Immunofluorescence Analysis of Autophagy in Human Fibroblasts

Primary cultures of Human Fibroblasts (HFs) were grown on coverslips and processed as previously reported [14 (link)]. Cells were then incubated with the primary mouse monoclonal anti-LC3 (1:100 in PBS, 5F10 Nanotools, Teningen, Germany) for 1 h at 25 °C and then with a goat anti-mouse IgG-Alexa Fluor 488 (1:200 in PBS, Life Technologies, Carlsbad, CA, USA) for 30 min at 25 °C. Nuclei were stained with 4′,6-diamidino-2-phenylindole (DAPI) (1:1000 in PBS; Sigma-Aldrich, St Louis, MO, USA). Coverslips were finally mounted with Mowiol solution (Sigma-Aldrich, St Louis, MO, USA). Fluorescence signals were analyzed by scanning cells in a series of sequential sections with an ApoTome System (Zeiss), image analysis was performed by the Axiovision software (Zeiss), and images were obtained by 3D reconstruction of all the serial optical sections.

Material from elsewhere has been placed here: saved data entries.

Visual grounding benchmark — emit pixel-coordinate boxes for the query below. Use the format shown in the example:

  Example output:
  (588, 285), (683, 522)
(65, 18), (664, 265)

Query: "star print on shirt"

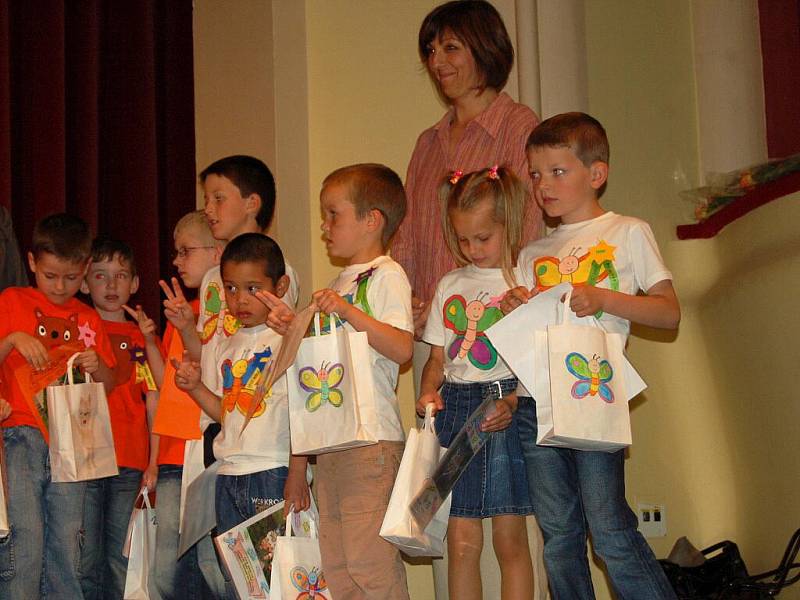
(78, 321), (97, 348)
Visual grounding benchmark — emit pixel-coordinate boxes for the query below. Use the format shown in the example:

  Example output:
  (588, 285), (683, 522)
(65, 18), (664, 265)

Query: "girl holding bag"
(417, 166), (533, 600)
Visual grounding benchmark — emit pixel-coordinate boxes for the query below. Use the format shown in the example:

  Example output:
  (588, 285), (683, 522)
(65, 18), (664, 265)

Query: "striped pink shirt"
(392, 92), (542, 302)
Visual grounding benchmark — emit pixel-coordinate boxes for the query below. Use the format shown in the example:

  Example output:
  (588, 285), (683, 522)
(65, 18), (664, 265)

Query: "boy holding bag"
(0, 214), (115, 598)
(259, 164), (414, 600)
(501, 113), (680, 600)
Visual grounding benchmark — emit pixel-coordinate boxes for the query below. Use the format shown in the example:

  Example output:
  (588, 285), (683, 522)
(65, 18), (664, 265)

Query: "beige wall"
(195, 0), (800, 600)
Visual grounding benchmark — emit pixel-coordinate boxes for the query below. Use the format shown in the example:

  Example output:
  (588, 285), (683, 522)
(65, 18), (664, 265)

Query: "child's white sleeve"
(515, 244), (536, 289)
(367, 267), (414, 333)
(628, 221), (672, 292)
(422, 279), (445, 346)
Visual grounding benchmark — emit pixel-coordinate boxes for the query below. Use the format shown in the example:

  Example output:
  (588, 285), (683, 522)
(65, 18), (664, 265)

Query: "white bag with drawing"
(380, 404), (451, 556)
(123, 487), (157, 600)
(286, 313), (378, 454)
(47, 354), (119, 482)
(269, 513), (333, 600)
(533, 292), (644, 452)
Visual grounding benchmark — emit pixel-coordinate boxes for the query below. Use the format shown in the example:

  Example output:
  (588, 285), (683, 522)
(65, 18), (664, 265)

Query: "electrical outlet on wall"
(636, 502), (667, 538)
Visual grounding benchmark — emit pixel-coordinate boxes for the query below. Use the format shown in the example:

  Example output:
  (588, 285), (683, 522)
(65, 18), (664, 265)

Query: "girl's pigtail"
(490, 167), (525, 287)
(438, 169), (469, 267)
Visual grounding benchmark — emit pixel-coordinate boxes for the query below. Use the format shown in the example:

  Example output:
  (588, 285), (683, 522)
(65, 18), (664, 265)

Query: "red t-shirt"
(103, 321), (155, 471)
(157, 300), (200, 465)
(0, 287), (116, 436)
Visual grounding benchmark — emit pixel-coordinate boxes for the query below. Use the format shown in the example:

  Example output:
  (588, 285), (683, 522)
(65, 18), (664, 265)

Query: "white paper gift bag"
(380, 404), (451, 556)
(269, 513), (333, 600)
(47, 354), (119, 482)
(123, 488), (157, 600)
(286, 314), (378, 454)
(534, 294), (641, 452)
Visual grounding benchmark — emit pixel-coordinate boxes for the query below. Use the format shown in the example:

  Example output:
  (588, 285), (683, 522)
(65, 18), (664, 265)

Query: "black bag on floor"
(659, 540), (758, 600)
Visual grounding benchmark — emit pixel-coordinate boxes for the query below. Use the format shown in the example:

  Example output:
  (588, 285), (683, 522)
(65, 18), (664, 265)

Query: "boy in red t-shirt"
(81, 236), (158, 598)
(0, 214), (116, 598)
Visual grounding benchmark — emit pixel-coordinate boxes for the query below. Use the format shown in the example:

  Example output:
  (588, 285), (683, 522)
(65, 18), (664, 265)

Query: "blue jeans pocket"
(0, 531), (16, 581)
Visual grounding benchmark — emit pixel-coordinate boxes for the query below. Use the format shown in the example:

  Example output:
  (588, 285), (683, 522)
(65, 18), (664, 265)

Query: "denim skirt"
(436, 379), (533, 518)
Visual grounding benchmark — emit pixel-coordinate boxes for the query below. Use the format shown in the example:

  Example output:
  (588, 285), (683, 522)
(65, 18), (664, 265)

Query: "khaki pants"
(317, 441), (408, 600)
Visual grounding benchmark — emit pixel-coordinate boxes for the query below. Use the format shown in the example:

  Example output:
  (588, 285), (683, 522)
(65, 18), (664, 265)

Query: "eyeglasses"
(172, 246), (214, 260)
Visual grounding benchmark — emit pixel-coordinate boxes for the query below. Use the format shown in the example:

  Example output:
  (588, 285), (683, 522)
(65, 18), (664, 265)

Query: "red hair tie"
(450, 169), (464, 185)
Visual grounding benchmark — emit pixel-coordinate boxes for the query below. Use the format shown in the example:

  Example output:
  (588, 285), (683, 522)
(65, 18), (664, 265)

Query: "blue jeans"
(81, 467), (142, 600)
(150, 465), (206, 600)
(517, 397), (675, 600)
(0, 426), (86, 599)
(215, 467), (289, 600)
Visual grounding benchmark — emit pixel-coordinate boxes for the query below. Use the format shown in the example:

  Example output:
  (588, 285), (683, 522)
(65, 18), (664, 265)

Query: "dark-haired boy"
(81, 236), (158, 598)
(175, 233), (310, 598)
(162, 155), (298, 596)
(501, 113), (680, 600)
(0, 214), (115, 598)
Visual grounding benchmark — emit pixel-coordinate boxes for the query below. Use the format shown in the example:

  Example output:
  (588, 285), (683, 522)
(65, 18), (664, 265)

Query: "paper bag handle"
(420, 402), (436, 433)
(561, 286), (608, 333)
(139, 486), (153, 510)
(67, 352), (93, 385)
(286, 511), (318, 539)
(314, 311), (341, 340)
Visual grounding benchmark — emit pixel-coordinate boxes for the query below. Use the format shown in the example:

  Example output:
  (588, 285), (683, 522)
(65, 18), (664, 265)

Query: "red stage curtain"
(0, 0), (196, 324)
(758, 0), (800, 158)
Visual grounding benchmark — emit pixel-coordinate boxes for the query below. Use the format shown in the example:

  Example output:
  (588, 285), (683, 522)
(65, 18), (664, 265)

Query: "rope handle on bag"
(286, 511), (318, 539)
(139, 486), (153, 510)
(419, 402), (436, 433)
(561, 286), (608, 333)
(67, 352), (94, 385)
(314, 310), (341, 341)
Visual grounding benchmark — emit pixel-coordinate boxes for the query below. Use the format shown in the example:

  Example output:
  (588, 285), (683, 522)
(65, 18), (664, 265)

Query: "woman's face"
(428, 30), (483, 102)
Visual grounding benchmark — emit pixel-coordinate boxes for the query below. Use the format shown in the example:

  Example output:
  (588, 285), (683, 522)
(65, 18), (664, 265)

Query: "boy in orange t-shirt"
(81, 236), (158, 598)
(142, 210), (225, 600)
(0, 214), (116, 598)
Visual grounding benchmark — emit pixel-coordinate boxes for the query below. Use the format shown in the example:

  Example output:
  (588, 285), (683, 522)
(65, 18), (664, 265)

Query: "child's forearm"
(144, 341), (164, 389)
(419, 346), (444, 396)
(602, 280), (681, 329)
(345, 307), (414, 365)
(189, 383), (222, 423)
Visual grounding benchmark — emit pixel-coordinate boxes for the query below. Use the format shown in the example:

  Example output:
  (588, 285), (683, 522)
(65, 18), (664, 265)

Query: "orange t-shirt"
(157, 300), (200, 465)
(103, 321), (155, 471)
(0, 287), (116, 435)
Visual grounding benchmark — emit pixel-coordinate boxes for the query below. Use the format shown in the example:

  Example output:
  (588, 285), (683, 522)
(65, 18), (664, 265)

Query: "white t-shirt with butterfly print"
(422, 265), (522, 383)
(328, 255), (414, 442)
(206, 325), (289, 475)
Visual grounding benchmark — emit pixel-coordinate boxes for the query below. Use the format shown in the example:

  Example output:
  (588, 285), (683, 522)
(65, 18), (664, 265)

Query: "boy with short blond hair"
(81, 236), (158, 598)
(260, 164), (414, 600)
(147, 210), (224, 600)
(501, 113), (680, 600)
(0, 213), (116, 598)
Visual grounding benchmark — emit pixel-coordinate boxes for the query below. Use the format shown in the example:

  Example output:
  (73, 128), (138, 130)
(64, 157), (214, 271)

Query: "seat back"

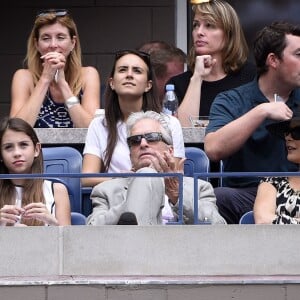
(239, 210), (255, 224)
(184, 147), (210, 180)
(42, 146), (82, 213)
(71, 211), (86, 225)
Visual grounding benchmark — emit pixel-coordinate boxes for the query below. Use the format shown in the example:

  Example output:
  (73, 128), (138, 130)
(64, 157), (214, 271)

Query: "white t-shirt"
(83, 116), (185, 173)
(15, 180), (55, 225)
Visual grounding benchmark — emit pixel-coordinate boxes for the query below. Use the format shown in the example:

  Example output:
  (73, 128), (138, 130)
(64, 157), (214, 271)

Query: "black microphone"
(117, 211), (138, 225)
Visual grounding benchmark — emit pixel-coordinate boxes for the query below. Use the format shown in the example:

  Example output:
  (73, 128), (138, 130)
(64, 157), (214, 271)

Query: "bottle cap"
(166, 84), (175, 91)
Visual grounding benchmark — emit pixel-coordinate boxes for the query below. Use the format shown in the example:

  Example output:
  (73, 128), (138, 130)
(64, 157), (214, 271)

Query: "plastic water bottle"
(163, 84), (178, 117)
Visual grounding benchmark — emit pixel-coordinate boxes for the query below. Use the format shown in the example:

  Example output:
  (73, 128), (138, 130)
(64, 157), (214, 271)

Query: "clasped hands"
(0, 202), (57, 226)
(41, 52), (66, 81)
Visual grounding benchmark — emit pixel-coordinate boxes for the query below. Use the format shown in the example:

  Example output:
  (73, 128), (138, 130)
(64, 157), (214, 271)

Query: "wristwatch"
(65, 96), (80, 109)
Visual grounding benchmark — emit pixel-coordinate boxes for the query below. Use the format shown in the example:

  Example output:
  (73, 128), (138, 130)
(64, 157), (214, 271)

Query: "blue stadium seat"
(239, 210), (255, 224)
(42, 146), (82, 213)
(184, 147), (210, 180)
(71, 211), (86, 225)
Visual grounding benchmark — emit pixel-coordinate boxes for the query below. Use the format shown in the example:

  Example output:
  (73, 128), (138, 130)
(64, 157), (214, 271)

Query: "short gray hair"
(126, 110), (173, 145)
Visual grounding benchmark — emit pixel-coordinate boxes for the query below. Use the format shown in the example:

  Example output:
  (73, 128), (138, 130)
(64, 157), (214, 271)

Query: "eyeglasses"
(115, 49), (151, 67)
(127, 132), (169, 147)
(284, 126), (300, 140)
(36, 9), (69, 18)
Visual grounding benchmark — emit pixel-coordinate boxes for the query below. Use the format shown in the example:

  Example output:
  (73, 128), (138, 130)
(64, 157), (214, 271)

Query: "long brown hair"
(0, 118), (45, 226)
(101, 50), (162, 172)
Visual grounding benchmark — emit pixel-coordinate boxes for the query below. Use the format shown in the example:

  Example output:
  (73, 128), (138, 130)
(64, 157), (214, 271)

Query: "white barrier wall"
(0, 225), (300, 277)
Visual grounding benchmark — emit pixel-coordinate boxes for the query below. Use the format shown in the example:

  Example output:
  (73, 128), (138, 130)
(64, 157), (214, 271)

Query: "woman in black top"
(169, 0), (256, 127)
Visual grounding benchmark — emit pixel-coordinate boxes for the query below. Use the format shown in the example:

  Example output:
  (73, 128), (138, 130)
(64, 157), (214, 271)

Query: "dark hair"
(0, 118), (45, 225)
(101, 49), (162, 172)
(253, 22), (300, 75)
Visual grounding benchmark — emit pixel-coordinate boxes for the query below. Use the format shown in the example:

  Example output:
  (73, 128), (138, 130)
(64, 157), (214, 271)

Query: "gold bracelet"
(65, 96), (80, 109)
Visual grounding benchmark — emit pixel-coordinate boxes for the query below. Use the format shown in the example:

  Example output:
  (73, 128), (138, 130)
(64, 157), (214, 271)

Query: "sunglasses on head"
(284, 126), (300, 140)
(36, 9), (69, 18)
(127, 132), (169, 147)
(115, 49), (150, 66)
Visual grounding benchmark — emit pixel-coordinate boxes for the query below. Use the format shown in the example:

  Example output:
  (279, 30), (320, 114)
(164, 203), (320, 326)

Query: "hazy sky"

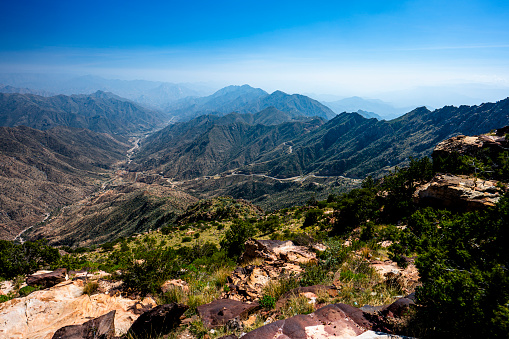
(0, 0), (509, 104)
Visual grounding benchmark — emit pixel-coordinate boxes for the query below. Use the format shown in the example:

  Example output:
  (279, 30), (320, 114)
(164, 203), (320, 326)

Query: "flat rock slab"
(26, 268), (67, 288)
(242, 304), (372, 339)
(128, 303), (189, 338)
(52, 311), (115, 339)
(0, 281), (155, 339)
(198, 299), (260, 329)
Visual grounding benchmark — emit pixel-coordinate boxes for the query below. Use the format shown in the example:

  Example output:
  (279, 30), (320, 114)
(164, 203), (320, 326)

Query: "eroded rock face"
(240, 239), (317, 264)
(223, 261), (303, 301)
(52, 311), (115, 339)
(243, 304), (372, 339)
(414, 174), (500, 210)
(0, 281), (155, 339)
(128, 303), (189, 338)
(198, 299), (260, 329)
(26, 268), (67, 288)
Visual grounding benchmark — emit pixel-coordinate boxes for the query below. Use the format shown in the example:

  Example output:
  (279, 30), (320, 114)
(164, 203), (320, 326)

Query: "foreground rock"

Quantitative analysis of LC3-positive dots per cell was performed using ImageJ software [21 (link)], analyzing 100 cells for each sample in 5 different microscopy fields from 3 different experiments (n = 3). Results are shown as means ± standard deviation (SD). Student’s t-test was performed, and significance levels have been defined as p < 0.05.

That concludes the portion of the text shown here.